ADA 18 Gallon Rimmless Display
AI Sol Nano LED with new controller
Vortech mp10w ES
6LBS of BRS reef saver rock
6lbs of Tonga Branches
4lbs of Fiji rock
2lbs of Tonga flat rock
5lbs of White sand

Sump:

Bubble magus NAC-QQ HOB skimmer
CPR Nano Tumbler running Carbon


New Corals:

Candy Apple Zoanthids
Green Frogspawn
Neon Highlighter Chalice
Shamrock Eyes Blastomussa
Pluto Favia
Crimson Tide Millipora
Pacific Dreams Acropora


I also Switched from Petco Natural seawater to ESV Bionic Seawater System


----------



## badxgillen (Aug 20, 2010)

That equipment list is REALLY nice! Quite an upgrade there,love the sols,can't go wrong with an Echotech MP circ pump but two! And can I get a peice of that montipora?

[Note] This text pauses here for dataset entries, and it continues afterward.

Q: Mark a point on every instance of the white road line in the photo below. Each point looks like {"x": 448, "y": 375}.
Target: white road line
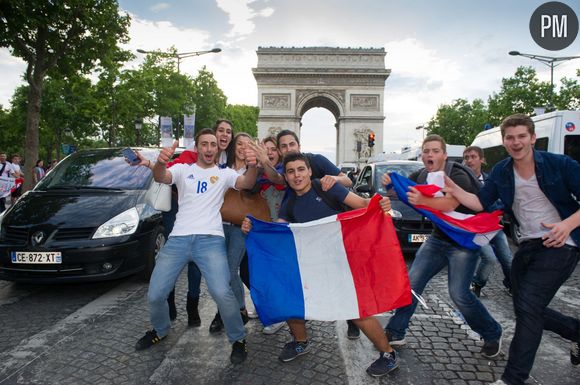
{"x": 32, "y": 348}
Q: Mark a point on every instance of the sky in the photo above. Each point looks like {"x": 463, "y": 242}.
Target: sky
{"x": 437, "y": 51}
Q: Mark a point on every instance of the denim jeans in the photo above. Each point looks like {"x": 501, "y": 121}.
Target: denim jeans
{"x": 431, "y": 258}
{"x": 209, "y": 254}
{"x": 236, "y": 248}
{"x": 537, "y": 274}
{"x": 193, "y": 273}
{"x": 499, "y": 249}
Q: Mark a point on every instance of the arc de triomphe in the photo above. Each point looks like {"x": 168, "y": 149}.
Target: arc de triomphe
{"x": 349, "y": 82}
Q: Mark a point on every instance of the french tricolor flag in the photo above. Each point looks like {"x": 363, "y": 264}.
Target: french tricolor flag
{"x": 469, "y": 231}
{"x": 346, "y": 266}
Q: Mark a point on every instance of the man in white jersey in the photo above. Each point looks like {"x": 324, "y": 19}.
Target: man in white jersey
{"x": 541, "y": 190}
{"x": 198, "y": 236}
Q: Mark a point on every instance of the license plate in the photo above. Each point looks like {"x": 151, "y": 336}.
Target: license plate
{"x": 40, "y": 257}
{"x": 418, "y": 238}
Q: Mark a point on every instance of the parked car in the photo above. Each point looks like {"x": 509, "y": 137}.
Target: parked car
{"x": 412, "y": 228}
{"x": 87, "y": 220}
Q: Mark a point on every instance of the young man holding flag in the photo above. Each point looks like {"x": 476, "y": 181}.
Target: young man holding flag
{"x": 198, "y": 236}
{"x": 306, "y": 203}
{"x": 541, "y": 190}
{"x": 439, "y": 251}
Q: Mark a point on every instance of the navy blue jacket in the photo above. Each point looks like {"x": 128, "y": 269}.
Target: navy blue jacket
{"x": 558, "y": 177}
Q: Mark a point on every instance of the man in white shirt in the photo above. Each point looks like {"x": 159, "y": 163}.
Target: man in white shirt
{"x": 6, "y": 171}
{"x": 198, "y": 237}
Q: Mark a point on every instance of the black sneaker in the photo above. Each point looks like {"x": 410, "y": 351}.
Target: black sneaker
{"x": 395, "y": 340}
{"x": 293, "y": 350}
{"x": 217, "y": 324}
{"x": 149, "y": 339}
{"x": 491, "y": 348}
{"x": 575, "y": 354}
{"x": 476, "y": 289}
{"x": 353, "y": 332}
{"x": 385, "y": 364}
{"x": 239, "y": 352}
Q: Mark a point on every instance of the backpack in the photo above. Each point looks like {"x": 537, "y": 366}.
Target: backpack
{"x": 449, "y": 165}
{"x": 326, "y": 198}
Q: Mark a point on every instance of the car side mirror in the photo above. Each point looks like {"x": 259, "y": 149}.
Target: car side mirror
{"x": 159, "y": 196}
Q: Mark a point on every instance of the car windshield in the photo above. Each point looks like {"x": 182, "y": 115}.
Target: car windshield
{"x": 404, "y": 169}
{"x": 97, "y": 169}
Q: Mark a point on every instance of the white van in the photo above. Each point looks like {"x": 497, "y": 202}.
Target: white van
{"x": 557, "y": 132}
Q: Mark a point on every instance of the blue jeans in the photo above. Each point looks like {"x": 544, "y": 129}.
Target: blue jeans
{"x": 537, "y": 274}
{"x": 499, "y": 249}
{"x": 236, "y": 248}
{"x": 193, "y": 273}
{"x": 209, "y": 254}
{"x": 431, "y": 258}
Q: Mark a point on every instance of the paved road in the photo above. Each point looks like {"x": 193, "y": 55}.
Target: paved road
{"x": 85, "y": 334}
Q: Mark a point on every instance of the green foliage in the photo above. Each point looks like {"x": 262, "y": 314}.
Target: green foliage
{"x": 209, "y": 99}
{"x": 245, "y": 118}
{"x": 60, "y": 38}
{"x": 460, "y": 121}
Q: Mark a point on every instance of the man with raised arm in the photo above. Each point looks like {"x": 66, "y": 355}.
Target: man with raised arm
{"x": 440, "y": 251}
{"x": 198, "y": 236}
{"x": 541, "y": 190}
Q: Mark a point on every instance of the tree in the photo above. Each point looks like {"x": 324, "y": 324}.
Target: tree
{"x": 209, "y": 99}
{"x": 459, "y": 122}
{"x": 61, "y": 38}
{"x": 245, "y": 118}
{"x": 519, "y": 94}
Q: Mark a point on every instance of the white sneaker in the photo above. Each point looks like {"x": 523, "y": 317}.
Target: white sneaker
{"x": 272, "y": 329}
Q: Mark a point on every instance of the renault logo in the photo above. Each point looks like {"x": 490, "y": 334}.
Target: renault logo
{"x": 37, "y": 238}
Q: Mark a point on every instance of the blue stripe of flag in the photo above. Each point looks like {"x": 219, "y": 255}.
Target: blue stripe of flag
{"x": 277, "y": 299}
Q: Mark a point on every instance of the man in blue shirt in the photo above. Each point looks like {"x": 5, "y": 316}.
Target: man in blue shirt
{"x": 540, "y": 190}
{"x": 308, "y": 205}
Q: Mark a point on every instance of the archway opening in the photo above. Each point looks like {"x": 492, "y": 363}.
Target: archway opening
{"x": 318, "y": 133}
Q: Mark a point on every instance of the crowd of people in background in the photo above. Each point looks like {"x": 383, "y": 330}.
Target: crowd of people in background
{"x": 297, "y": 187}
{"x": 11, "y": 189}
{"x": 228, "y": 175}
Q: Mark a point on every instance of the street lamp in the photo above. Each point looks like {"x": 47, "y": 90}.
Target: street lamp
{"x": 180, "y": 55}
{"x": 550, "y": 61}
{"x": 421, "y": 127}
{"x": 138, "y": 127}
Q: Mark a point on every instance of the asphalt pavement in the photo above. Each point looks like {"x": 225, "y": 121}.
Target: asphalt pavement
{"x": 85, "y": 334}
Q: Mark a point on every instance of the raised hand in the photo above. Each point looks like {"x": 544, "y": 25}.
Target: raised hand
{"x": 166, "y": 153}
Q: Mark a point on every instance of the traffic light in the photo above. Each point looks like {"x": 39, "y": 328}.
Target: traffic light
{"x": 371, "y": 139}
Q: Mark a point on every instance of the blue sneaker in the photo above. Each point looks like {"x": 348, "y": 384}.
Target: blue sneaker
{"x": 385, "y": 364}
{"x": 394, "y": 340}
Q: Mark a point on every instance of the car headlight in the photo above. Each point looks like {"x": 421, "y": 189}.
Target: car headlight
{"x": 396, "y": 214}
{"x": 123, "y": 224}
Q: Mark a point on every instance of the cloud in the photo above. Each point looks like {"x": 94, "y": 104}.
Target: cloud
{"x": 12, "y": 68}
{"x": 159, "y": 7}
{"x": 241, "y": 16}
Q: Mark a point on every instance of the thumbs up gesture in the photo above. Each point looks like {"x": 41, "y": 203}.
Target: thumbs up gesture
{"x": 167, "y": 153}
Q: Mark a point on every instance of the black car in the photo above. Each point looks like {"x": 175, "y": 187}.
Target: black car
{"x": 87, "y": 220}
{"x": 412, "y": 228}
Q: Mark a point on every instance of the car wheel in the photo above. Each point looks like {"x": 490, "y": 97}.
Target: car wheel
{"x": 157, "y": 243}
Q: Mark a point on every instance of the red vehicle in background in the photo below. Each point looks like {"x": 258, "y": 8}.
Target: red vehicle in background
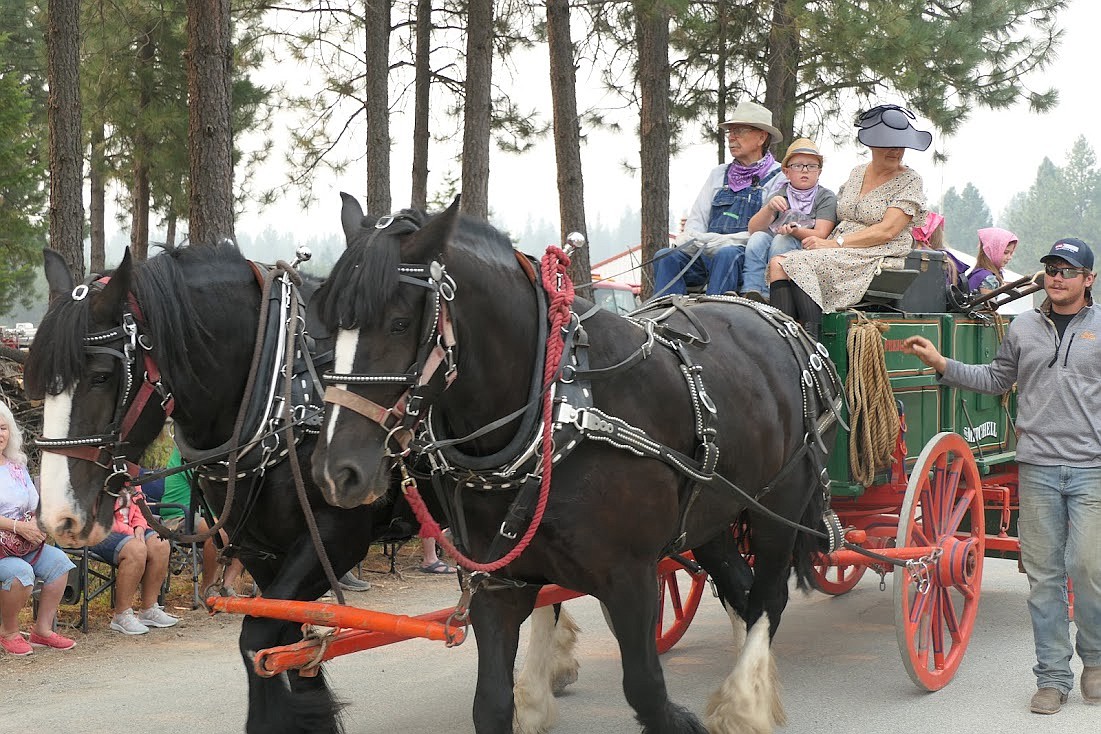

Lookin good man,lookin good.


----------



## dylanmegyptian (Sep 10, 2013)

Yeah I know right?? lol and Yeah sure I just want it to grow a little more before I frag it back so I can get You a nice piece and since it's a sunset it shouldnt take long to get more growth on it due to its aggressive nature lol and do you have any acros or other montipora for a trade??? and thanks man!!


----------



## badxgillen (Aug 20, 2010)

Yeah I got some montis,what color do you want?


----------



## dylanmegyptian (Sep 10, 2013)

Do you have any red ones??


----------



## badxgillen (Aug 20, 2010)

A couple plate sized ones, I could snap a piece off,throw me an address and a frag is yours.


----------



## aussieJJDude (Jun 9, 2012)

Wow, great upgrade and pics! Love the pic of the clown swimming through the hole in the rock!


----------



## dylanmegyptian (Sep 10, 2013)

Lol right! He is always in that rock it's like his safe spot from the big bad dominant female lol


----------